Representative Christ Stewart (R-UT) spoke on the House floor regarding the resolution.
“At its heart, this rule is about one thing: It’s about taking power away from local officials, including local BLM officials and moving that power to Washington, DC,” Rep. Stewart began.
On December 12, 2016 the Obama Administration published another overreaching “midnight regulation” in the form of the BLM’s new Resource Management Rule, commonly referred to as BLM’s Planning 2.0 Rule.The same day the final rule was published, six Western states and a conservation district filed suit to block the new regulation stating that Planning 2.0 “will severely impair their ability to work with the BLM on future planning and management issues.”
H.J. Res 44, a joint resolution utilizes the Congressional Review Act (CRA) to disapprove and nullify BLM’s Planning 2.0 Rule. The Congressional Review Act, a law enacted in 1996, requires a simple majority in both Houses as well as a signature by the president and uses expedited procedures that allow for nullification of an entire regulation through a joint resolution that cannot be filibustered. The CRA prevents the rule from continuing in effect and also prevents a substantially similar rule from being reissued. The parliamentarian has advised that all rules submitted during the 114th Congress on or after June 13, 2016, are eligible for review under the Congressional Review Act.
The Federal Land Policy and Management Act of 1976 established a process that requires the BLM to develop RMPs in cooperation with state, local and tribal governments. RMPs are typically updated every seven years and determine what actions can take place on BLM land.
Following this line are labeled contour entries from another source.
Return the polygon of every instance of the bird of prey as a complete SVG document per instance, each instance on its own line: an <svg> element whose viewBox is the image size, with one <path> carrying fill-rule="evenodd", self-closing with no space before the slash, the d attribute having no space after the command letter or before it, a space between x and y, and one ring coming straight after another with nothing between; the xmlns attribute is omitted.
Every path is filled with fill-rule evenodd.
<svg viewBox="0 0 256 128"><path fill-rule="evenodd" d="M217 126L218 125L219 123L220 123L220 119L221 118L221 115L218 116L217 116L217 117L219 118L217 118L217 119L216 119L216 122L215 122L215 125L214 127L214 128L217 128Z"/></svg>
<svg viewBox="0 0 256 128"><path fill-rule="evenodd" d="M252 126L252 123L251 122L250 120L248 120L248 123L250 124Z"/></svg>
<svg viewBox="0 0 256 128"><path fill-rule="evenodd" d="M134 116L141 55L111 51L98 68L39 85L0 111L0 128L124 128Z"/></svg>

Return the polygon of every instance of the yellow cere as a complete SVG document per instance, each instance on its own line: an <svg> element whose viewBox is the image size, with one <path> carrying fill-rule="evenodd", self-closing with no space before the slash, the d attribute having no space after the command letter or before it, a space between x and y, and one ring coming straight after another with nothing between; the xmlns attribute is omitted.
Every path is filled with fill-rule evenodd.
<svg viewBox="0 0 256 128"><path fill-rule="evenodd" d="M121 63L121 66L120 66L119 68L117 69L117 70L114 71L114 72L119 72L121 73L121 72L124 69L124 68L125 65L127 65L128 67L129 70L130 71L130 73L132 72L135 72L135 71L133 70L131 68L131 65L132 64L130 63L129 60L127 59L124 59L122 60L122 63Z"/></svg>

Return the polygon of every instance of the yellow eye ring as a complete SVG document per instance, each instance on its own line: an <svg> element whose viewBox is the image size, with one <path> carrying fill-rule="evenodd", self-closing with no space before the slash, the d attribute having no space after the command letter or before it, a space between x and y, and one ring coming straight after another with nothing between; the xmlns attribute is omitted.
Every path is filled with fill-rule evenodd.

According to the nonpartisan Congressional Research Service, “247.3 million acres of public land and administers about 700 million acres of federal subsurface mineral estate throughout the nation.”
Planning 2.0 changes the BLM’s resource management planning process, and introduces significant uncertainty by creating ambiguous standards and expanding agency discretion. This new rule will complicate effective resource planning while reducing opportunities for meaningful state and local governmental input. Planning 2.0 directs the BLM to perform large “landscape scale” planning efforts that stretch across county and state lines. This new regulation allows radical special-interest groups from other states to have the same influence as county and local officials in the planning process. Planning 2.0 takes planning decisions away from local communities and centralizes those decisions with bureaucrats in Washington D.C.
According to the American Action Forum, 4,432 new regulations have been finalized that cost a total of $1,000,000,000,000 and result in 754,208,800 hours of paperwork compliance since 2005. 120,849,512 hours of paperwork came from regulations that were finalized in 2016 alone. With regards to “midnight regulations,” those issued between Election Day and Inauguration Day, a potential cost of $6,000,000,000 worth of regulations was issued by the Obama Administration on eight rules. There were several other “midnight regulations” that have yet to be analyzed and are not included in that staggering cost estimate.